Dua Lipa sues Samsung for $15 million over unauthorized TV box photo

By: Anton Kratiuk | today, 11:40
Dua Lipa sues Samsung for $15 million over unauthorized TV box photo

Dua Lipa is suing Samsung for at least $15 million after the company used her photo on TV packaging without permission — and then refused to stop. The lawsuit, filed May 8, 2026 in the U.S. District Court for the Central District of California, claims Samsung has been printing the image on its television boxes since 2025. For any buyer who assumed Lipa endorsed the product, that confusion is exactly what the suit is built on.

The photo

The image in question was taken backstage at the 2024 Austin City Limits Festival. Lipa owns the copyright — registered under number VA 2-479-685 — and says she never gave Samsung permission to use it commercially. According to the complaint, she first demanded Samsung remove the photo in June 2025. The company's response, per her legal team, was "dismissive and callous." Samsung kept using the image for nearly a year before she filed suit, per Engadget.

The claims

The lawsuit stacks four separate legal arguments: copyright infringement, trademark infringement, violation of the right of publicity, and false endorsement under the Lanham Act. California's right-of-publicity statute (Section 3344) is one of the strongest in the country, and the willful-infringement angle — Samsung pressing on after a cease-and-desist — significantly raises the potential damages ceiling.

Why it matters

Lipa's endorsement history matters here.

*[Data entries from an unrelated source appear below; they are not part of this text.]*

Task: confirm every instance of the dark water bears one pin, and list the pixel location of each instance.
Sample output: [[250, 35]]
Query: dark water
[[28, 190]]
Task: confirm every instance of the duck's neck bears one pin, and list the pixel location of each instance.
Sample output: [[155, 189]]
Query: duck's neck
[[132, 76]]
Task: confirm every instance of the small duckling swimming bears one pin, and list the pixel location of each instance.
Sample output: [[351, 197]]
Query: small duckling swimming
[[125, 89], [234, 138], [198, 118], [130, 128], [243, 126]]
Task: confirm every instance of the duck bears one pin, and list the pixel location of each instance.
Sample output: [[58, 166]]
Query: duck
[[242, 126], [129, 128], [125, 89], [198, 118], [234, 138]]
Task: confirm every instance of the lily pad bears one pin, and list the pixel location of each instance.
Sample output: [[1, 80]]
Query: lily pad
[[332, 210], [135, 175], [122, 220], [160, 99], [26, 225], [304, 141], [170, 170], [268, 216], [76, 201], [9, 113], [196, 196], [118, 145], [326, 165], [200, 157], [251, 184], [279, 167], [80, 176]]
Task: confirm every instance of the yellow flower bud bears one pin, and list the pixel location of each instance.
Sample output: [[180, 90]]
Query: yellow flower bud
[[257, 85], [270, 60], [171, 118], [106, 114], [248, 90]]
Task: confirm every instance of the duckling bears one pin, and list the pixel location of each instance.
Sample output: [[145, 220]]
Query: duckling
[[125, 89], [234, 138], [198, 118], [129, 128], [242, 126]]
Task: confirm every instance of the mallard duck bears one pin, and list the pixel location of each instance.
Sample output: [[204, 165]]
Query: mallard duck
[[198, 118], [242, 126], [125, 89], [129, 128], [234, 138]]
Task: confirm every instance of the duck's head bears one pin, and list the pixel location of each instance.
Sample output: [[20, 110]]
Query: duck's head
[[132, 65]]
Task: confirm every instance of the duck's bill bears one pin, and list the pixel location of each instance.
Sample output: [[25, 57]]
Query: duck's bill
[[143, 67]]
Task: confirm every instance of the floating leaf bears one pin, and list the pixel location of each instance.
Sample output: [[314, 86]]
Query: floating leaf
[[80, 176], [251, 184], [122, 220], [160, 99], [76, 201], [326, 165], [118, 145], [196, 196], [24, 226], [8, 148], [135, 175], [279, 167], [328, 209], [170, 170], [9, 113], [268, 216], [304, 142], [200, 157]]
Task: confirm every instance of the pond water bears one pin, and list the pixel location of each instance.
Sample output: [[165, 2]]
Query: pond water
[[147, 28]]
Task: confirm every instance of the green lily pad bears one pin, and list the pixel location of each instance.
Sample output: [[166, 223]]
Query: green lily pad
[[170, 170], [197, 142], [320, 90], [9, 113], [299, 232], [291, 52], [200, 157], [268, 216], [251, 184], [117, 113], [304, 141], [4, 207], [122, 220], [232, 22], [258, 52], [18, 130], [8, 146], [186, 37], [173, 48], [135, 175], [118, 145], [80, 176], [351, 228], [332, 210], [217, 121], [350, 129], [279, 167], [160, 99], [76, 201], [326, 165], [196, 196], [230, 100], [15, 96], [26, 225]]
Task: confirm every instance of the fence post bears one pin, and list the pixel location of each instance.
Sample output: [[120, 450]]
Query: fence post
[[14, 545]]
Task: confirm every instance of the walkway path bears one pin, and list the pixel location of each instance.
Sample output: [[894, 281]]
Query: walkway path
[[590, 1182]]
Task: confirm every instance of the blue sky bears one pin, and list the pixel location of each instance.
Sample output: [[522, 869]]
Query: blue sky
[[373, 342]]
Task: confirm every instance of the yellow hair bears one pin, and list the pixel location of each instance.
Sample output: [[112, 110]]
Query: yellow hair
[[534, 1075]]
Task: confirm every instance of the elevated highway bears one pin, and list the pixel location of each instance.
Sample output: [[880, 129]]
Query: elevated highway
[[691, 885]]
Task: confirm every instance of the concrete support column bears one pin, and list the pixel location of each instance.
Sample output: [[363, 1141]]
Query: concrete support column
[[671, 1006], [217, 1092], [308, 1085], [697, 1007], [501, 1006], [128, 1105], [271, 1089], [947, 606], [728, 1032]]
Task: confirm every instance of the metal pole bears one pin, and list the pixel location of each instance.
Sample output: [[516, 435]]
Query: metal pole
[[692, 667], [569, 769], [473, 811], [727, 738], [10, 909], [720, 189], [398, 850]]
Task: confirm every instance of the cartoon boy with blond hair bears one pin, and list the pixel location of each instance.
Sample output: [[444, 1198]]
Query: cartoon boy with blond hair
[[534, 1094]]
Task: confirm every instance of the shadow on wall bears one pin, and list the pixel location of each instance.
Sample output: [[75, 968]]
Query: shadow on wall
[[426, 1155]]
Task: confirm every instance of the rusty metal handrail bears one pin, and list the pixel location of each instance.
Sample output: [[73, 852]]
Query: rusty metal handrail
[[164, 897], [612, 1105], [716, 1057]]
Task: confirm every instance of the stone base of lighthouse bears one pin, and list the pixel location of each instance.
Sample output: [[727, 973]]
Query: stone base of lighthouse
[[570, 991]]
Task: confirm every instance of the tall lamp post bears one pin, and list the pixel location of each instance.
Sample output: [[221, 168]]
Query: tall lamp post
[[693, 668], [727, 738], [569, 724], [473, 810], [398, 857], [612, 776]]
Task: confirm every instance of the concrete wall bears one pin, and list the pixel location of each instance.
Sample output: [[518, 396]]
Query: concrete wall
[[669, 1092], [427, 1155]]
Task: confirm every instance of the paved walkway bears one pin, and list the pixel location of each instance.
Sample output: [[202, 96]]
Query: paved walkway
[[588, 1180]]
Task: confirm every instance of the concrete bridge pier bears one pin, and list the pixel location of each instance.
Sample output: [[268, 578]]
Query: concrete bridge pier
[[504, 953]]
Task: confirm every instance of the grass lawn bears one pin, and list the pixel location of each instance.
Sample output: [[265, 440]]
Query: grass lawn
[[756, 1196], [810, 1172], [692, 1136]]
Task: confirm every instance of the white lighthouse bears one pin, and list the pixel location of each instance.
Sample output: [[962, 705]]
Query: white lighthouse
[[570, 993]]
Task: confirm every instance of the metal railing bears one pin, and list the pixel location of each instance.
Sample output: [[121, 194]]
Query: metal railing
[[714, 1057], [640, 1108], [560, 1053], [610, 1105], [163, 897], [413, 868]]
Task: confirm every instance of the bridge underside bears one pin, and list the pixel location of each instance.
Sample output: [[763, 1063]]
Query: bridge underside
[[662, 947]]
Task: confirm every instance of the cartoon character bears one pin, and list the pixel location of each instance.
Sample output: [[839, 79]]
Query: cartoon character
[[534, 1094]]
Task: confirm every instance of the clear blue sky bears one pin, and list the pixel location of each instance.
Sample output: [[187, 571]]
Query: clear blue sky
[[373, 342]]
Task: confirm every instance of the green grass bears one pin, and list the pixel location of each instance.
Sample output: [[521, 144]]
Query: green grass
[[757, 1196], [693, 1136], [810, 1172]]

She has worked with Apple, Chanel, Porsche, Tiffany & Co., Puma, YSL Beauty, Bvlgari, and Nespresso — all structured, paid partnerships. That selective record is evidence of both her brand's market value and a deliberate strategy of control over who she's seen promoting. Samsung placing her face on mass-produced TV boxes without a deal breaks that model entirely, and her lawyers will use those prior partnerships to put a dollar figure on what an authorized deal would have cost. Rolling Stone confirms the image appeared on units sold in the US market; whether it also appeared on packaging distributed elsewhere remains unclear from the court filing.

Samsung has not publicly commented on the lawsuit. The company's silence since June 2025 — when Lipa first raised the issue — is likely to feature prominently when the case reaches court.